Having established a name for himself in the local community, Taylor served for four years as a member of the Berlin Town Council. In 1898, he was elected to represent Worcester County in the Maryland House of Delegates, receiving 2,109 votes, the most of any of the nine candidates in the field—three of whom were elected. He served one term, through 1899, before returning in 1912 for another term through 1913. He subsequently served for two years, from 1914 to 1916, as Mayor of Berlin. In addition to holding governmental office, Taylor served on the Maryland Democratic State Central Committee for 25 years.

Taylor continued to practice law and serve as president and chairman of the board of directors for the Calvin B. Taylor Banking Company until his death on May 31, 1932. He was interred in Buckingham Cemetery.

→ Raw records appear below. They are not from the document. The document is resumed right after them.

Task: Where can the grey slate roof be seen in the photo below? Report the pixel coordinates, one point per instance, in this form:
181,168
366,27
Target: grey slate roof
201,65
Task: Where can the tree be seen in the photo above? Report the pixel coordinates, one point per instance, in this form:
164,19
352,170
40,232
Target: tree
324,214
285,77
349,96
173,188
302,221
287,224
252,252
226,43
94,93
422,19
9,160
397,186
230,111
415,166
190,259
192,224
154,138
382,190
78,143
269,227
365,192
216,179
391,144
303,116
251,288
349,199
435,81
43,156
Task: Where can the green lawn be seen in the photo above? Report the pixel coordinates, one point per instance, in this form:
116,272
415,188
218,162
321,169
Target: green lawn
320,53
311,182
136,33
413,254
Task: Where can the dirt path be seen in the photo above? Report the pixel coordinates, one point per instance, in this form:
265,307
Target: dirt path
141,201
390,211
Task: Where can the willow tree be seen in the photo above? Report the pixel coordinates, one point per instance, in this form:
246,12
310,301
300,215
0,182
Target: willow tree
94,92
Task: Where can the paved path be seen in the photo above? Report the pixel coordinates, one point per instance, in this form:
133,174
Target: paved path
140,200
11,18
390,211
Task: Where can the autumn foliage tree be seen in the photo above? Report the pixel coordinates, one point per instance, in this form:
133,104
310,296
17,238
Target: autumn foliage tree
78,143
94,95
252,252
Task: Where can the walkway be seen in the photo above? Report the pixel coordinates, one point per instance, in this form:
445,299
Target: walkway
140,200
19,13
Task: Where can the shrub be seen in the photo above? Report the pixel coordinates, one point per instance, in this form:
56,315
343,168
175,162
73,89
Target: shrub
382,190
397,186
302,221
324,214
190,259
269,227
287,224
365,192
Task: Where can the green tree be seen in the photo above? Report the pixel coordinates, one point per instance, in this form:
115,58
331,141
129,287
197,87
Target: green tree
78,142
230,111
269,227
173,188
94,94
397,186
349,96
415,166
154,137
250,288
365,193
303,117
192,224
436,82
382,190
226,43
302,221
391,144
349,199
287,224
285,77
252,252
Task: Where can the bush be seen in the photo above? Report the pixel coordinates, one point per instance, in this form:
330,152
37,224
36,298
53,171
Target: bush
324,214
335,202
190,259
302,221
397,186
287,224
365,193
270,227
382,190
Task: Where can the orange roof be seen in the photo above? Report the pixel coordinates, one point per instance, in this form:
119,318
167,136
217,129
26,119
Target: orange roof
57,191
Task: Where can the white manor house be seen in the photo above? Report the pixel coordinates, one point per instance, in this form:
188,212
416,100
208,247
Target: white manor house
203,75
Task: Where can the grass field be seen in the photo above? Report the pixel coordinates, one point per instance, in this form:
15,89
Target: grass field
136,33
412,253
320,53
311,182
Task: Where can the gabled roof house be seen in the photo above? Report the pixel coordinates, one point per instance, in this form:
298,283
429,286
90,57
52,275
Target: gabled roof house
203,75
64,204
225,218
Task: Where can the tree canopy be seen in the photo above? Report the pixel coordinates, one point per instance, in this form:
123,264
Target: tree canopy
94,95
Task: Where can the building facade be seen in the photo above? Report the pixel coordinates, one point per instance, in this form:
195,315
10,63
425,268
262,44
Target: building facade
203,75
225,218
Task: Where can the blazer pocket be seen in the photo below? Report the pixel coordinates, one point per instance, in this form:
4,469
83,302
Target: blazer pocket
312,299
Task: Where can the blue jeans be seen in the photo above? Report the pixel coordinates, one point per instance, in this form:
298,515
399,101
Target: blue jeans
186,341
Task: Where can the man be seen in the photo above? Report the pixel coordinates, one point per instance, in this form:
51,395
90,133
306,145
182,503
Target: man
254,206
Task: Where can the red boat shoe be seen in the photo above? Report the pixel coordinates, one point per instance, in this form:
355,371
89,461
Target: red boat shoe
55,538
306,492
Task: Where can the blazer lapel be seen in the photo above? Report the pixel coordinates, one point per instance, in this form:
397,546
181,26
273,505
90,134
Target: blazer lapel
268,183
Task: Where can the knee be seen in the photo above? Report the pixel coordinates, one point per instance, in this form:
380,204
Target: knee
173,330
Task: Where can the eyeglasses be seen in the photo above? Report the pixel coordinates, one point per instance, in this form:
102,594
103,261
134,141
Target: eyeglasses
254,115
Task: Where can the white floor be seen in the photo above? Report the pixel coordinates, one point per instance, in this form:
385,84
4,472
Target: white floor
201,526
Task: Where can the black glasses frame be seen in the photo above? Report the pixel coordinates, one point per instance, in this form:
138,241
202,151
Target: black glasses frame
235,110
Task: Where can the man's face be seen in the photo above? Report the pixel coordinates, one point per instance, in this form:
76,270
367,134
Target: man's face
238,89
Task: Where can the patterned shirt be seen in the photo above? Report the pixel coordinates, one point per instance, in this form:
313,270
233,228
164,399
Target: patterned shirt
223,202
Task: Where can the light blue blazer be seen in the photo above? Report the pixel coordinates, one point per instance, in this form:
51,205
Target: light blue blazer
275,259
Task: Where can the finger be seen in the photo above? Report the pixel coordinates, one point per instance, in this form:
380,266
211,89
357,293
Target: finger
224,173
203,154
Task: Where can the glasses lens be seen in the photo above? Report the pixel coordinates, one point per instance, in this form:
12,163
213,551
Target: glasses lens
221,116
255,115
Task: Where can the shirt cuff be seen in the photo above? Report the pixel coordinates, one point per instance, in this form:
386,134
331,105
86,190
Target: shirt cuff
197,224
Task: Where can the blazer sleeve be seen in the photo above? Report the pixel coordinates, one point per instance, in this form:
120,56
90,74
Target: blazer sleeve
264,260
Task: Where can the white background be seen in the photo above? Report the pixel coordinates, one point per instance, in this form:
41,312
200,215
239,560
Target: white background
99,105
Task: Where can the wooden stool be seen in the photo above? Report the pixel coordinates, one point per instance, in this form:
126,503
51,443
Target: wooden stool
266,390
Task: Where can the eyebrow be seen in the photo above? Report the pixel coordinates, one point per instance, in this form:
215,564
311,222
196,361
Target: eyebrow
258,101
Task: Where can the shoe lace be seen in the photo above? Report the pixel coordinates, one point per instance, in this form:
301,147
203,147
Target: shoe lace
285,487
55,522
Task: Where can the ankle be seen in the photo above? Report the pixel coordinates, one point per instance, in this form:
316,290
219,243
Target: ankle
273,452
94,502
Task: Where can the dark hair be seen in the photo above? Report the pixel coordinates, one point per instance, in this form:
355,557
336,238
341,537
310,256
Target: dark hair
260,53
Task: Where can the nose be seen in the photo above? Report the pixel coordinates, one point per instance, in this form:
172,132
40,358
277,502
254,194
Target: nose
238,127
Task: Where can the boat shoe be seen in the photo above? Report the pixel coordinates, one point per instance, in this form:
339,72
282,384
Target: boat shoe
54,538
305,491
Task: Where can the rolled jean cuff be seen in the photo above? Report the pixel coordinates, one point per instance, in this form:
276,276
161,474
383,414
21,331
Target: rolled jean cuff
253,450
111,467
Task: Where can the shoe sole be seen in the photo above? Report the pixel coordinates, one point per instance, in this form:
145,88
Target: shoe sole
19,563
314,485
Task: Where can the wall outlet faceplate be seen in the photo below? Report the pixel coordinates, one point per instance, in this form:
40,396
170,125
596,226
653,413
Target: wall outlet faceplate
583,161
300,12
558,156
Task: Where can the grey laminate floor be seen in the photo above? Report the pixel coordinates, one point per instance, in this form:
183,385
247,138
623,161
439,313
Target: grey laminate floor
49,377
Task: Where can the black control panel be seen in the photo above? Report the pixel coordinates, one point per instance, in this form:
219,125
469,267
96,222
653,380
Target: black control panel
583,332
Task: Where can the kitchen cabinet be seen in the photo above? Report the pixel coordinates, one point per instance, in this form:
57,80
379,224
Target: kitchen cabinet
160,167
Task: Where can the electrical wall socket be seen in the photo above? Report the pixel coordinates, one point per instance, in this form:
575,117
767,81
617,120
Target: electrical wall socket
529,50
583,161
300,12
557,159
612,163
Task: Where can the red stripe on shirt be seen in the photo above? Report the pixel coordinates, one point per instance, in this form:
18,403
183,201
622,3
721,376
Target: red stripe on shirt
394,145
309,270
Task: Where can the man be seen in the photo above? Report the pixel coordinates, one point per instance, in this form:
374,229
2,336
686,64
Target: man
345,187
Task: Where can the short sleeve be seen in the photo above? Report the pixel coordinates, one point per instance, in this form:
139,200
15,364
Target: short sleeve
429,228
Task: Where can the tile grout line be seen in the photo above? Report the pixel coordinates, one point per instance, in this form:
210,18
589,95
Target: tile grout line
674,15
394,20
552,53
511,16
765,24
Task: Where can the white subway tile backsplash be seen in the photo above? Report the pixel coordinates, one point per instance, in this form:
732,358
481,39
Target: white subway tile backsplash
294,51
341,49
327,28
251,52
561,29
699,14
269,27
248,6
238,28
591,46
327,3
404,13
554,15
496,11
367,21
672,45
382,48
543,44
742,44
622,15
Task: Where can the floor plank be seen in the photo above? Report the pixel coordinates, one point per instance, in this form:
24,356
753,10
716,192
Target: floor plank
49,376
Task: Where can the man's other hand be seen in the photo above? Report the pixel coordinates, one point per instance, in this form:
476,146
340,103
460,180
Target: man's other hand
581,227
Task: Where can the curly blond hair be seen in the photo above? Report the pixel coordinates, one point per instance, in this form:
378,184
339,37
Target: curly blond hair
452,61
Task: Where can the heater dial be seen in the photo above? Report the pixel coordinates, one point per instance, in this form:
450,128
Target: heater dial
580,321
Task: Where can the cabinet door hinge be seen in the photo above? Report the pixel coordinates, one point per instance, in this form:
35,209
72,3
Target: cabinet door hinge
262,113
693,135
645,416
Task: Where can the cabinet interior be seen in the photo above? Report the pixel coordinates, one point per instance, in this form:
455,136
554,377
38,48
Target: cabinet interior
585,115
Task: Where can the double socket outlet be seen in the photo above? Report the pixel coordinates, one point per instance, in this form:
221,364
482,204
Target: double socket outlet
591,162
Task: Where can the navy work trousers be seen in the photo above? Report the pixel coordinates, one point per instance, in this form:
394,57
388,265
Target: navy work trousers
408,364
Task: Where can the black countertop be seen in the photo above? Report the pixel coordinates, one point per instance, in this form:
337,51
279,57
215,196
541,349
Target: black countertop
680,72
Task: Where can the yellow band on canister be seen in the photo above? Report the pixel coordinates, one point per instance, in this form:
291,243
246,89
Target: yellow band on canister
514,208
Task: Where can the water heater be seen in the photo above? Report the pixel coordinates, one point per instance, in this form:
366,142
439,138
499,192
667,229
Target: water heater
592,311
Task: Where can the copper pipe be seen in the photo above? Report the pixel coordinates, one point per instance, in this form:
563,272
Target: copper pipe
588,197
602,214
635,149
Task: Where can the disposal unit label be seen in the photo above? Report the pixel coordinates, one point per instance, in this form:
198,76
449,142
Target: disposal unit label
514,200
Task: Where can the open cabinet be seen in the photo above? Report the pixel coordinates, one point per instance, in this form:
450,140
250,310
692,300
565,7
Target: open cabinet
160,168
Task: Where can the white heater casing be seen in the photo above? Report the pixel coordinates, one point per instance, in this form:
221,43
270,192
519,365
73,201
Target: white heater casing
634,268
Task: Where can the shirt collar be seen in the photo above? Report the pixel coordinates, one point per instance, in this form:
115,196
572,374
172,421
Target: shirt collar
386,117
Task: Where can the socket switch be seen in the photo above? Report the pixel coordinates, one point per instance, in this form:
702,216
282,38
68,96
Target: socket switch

==Personal life and family==
Calvin B. Taylor married his wife, Martha "Mattie" Collins of Hannibal, Missouri, on July 21, 1886, while serving as principal of Berlin High School. The couple purchased the building presently known as the Calvin B. Taylor House in September 1894 and had only one child, Thomas Collins Taylor, who died as an infant. Taylor also was active throughout his life as a member of the Buckingham Presbyterian Church.